Haliyle ölüm ve kıyamet tarafından kapısına dayanılmış insanın Tanrı’yı sorgulaması doğaldır. Bu tercihin sorgulamayı yapan bireyin o çağdan seçilmesi tercihinin arkasında yatan sebep, Tanrı’yı sorgulayan Orta Çağ bireyi ile modern çağ bireyinin şartlarının yarıştırılması değil, şartların objektifleştirilmesidir. Dünyada yaşayan tüm insanların dörtte birinin bir hastalık yüzünden öldüğü o döneme şahitlik eden bir kimsenin Tanrı’yı sorgulaması, çoğunlukla soyut ve bireysel buhranları ile Tanrı’yı sorgulayan modern çağ insanından objektif olarak daha elle tutulur sebeplere dayanmaktadır. Bundan ötürü filmdeki sorgulamanın gerekçeleri, seyirci hangi inanç ve görüşten olursa olsun, Tanrı idesine her ne yakınlıkta olursa olsun haklıdır. Şartların objektifleştirilmesi’nden kasıt budur.

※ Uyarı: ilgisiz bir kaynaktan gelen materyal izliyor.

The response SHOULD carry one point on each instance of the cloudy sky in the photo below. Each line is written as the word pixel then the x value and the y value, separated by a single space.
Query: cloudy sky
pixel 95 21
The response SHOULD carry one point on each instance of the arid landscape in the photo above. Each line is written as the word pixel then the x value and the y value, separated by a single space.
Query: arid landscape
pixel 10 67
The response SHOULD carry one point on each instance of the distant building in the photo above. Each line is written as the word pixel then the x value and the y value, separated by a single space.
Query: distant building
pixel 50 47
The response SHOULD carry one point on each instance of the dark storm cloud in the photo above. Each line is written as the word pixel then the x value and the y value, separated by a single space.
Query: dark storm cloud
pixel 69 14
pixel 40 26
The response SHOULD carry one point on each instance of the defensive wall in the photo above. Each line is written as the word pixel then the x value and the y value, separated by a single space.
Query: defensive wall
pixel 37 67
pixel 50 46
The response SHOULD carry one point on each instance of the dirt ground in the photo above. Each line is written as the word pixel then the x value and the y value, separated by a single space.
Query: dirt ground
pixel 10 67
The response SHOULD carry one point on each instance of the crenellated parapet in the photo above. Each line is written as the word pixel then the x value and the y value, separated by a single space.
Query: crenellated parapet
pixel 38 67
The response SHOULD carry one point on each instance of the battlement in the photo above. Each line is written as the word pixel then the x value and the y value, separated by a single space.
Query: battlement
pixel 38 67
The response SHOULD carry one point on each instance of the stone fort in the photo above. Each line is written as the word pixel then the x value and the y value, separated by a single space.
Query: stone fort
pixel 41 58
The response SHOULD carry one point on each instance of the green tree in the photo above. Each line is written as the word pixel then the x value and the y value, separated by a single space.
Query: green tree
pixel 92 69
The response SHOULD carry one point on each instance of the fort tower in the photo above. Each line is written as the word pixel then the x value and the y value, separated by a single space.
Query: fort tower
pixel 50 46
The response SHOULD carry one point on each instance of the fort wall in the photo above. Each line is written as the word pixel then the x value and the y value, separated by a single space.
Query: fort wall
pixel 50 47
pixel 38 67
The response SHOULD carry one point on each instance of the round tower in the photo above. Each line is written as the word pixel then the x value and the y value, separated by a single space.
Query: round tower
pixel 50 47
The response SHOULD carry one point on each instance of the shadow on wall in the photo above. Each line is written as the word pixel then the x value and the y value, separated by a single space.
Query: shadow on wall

Yedinci Mühür Bergman’ın orta döneminin ilk filmi. Bu dönem yönetmenin çocuksu inançlarının yerini yetişkin şüphelerin aldığı ciddi bir geçiş dönemi. Haliyle, böylesi bir dönemin buhranının filme yansıyışı, filme belki otobiyografik dahi denebilecek bir hava katıyor. Tanrı’ya inancını yitiren Bergman’ın, ilahi adalet ve Tanrı’nın yokluğunun yarattığı boşluktan doğan korkularını bizzat şövalyenin ağzından dillendirdiğini görüyoruz. Ölüm ve yaşam, varoluşsal sorunlar, kıyamet paranoyası gibi, muhtemelen Tanrı’yı reddetme sürecinden geçen herkesin cebelleştiği sorunların filme bu kadar hakim olmasının sebebi bu. Bu sorgulamayı bir Orta Çağ şövalyesinin ağzından yapması da boşuna değil. Dogmatik öğretiler içerisinde modern kaygılar taşıyan ve olmadık sorular soran bir karakter Antonius Block. Dogmatik öğretileri, inanç ve ifade hürriyetinin daha gelişmiş olduğu günümüzden bir hikaye ile alegorik olarak ele almaktansa, modern karakterini doğrudan dogma’nın göbeğine, Orta Çağ’a atmayı tercih ediyor Bergman. Haliyle 1300'lü yıllarda Antonius Block’un kaygıları ve mücadelesi ile 21. yüzyıl insanının kaygıları pek çok noktada kesişiyor. Zaten, Ölüm’ün, Azrail olarak değil, bizzat Ölüm olarak ortaya çıkmasının sebebi de budur. Din mitlerinde Azrail, Tanrı’dan aldığı yetkiyi kullanan, Tanrı’nın emrini yerine getiren dini bir figür iken, Ölüm, dinlerdeki tasavvurlarla bağı olmayan bir gerçeklik. Yine, insan mamülü olan şarap ve ekmek ile yapılan dini ritüelin aksine, Block’un film içerisinde huzurlu olduğu tek anın çilek yiyip süt içtiği an olduğunu düşünürsek; dogmatik dünyadan arındırılmış modern karakter meselesini daha iyi anlayabiliriz. Dinin mücahitlerinden olan bir şövalyenin film boyunca hiçbir dini ibadete yanaşmaması, şarap ve ekmek yerine süt ve çilekte huzur bulması, karşısında dini bir figür olan ölüm meleği yerine Ölüm’ün bizzat kendisini görmesi karakterin “kendi hayalet dünyasında, düşlerinin tutsağı olması” durumunu da daha iyi açıklıyor.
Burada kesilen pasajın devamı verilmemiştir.